Com o tempo e cada vez mais próximas, o relato de Laura mostra que Carmilla não se importava com velórios, nem com afeto que não fosse o de sua nova amiga, enquanto notícias sobre garotas mortas pela região começam a se tornar frequentes, levando a família a crer que uma enfermidade está acometendo a população. O enredo fala sobre a visita de um corcunda para vender produtos às garotas, algo que não é lembrado em suas adaptações, assim como a força da lua, como bem diz a temível vampira. Outra visita inusitada acontece com a chegada de um restaurador de pinturas, destacando uma com bastante semelhança a Carmilla, mas com os dizeres Marcilla Karnstein, 1698. “O artista o mostrou, com orgulho evidente. Era muito bonito; era surpreendente, parecia estar vivo. Era o retrato de Carmilla!“.

Laura volta a ter pesadelos ainda mais aterrorizantes, como o de visualizar um gato preto enorme perto de sua cama, além da sempre presente Carmilla. “Mas logo vi que era um animal negro como carvão, que lembrava um gato monstruoso. (…) Eu o senti saltar levemente sobre a cama. Os dois grandes olhos se aproximaram do meu rosto, e senti repentinamente uma dor aguda, como se duas agulhas penetrassem profundamente em meu seio, afastadas uma ou duas polegadas. Acordei com um grito. (…) E vi uma figura feminina de pé perto da cama.” Em decorrência desses encontros noturnos, Laura começa a definhar, sentir-se fraca, doente, como o princípio da doença que está atingindo as moças nas proximidades.
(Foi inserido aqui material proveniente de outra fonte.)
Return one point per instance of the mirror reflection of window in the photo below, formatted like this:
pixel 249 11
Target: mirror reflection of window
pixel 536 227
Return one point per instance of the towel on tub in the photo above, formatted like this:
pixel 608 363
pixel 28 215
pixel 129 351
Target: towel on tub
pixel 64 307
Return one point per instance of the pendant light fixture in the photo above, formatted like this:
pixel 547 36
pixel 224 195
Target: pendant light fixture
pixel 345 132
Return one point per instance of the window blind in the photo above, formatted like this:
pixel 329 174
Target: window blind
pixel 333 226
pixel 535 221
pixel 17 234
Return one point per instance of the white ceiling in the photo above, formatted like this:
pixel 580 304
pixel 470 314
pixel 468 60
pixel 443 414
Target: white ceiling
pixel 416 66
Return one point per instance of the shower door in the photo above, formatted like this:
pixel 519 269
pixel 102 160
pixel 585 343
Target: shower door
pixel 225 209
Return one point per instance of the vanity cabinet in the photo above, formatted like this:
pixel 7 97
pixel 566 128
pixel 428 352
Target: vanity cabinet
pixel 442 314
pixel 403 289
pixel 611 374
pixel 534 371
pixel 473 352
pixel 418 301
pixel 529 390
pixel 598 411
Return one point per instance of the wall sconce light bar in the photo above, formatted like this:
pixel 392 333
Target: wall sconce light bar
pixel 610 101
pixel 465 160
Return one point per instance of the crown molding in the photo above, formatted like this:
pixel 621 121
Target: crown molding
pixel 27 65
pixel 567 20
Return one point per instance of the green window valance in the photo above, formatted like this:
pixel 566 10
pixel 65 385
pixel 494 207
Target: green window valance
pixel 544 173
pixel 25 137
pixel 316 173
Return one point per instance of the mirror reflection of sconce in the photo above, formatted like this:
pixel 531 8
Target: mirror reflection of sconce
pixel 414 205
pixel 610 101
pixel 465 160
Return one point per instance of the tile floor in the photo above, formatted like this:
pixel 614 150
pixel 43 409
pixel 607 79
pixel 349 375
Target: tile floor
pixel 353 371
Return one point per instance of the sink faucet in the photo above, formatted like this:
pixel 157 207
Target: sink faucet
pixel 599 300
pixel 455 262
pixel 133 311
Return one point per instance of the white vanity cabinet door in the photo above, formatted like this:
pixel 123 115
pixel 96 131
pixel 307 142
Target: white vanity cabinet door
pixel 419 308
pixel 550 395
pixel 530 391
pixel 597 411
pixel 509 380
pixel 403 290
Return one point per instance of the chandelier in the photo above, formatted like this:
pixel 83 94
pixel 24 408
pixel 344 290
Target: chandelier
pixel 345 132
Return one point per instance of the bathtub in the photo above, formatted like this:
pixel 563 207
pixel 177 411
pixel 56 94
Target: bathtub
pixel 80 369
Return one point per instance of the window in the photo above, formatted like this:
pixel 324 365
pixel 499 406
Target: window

E, mais próximo do fim, acontece o encontro entre o pai de Laura, o médico e o General. Este começa a contar o horror inexplicável que experimentara, apresentando siemilaridades com o pesadelo vívido de Laura. Então o grupo, com o auxílio de um lenhador e principalmente do Barão de Vordenburg – que inicia o prólogo da excelente adaptação de Roy Ward Baker – decidem encontrar o túmulo de Mircalla, Condessa de Karnstein, a fim de colocar um fim ao malefício que tomara a Estíria. Por fim, o autor traz uma conclusão do Dr. Hesselius, que apresenta as bases de seu conhecimento sobre vampirismo e que dá um tom verídico a tudo o que foi apresentado.

A partir de uma bem feita tradução de Eduardo Kraszczuk, Carmilla, de Le Fanu, está disponível em português para download na internet. É um texto ágil, daqueles que podem ser lidos numa única investida, e que, além de trazer um conto aterrorizante, propõe um estudo sobre o vampirismo em sua essência. Possui uma importância histórica absoluta, com riqueza de detalhes macabros sobre a época, num transporte interessante do leitor ao mundo onde todo o gênero encontra suas raízes. Além da trilogia Karnstein, da Hammer, a mais fiel e bem representada, vale menção duas outras produções: Vampyr (1932), de Carl Theodor Dreyer, e A Noiva Ensanguentada (La novia ensangrentada, 1972), de Vicente Aranda.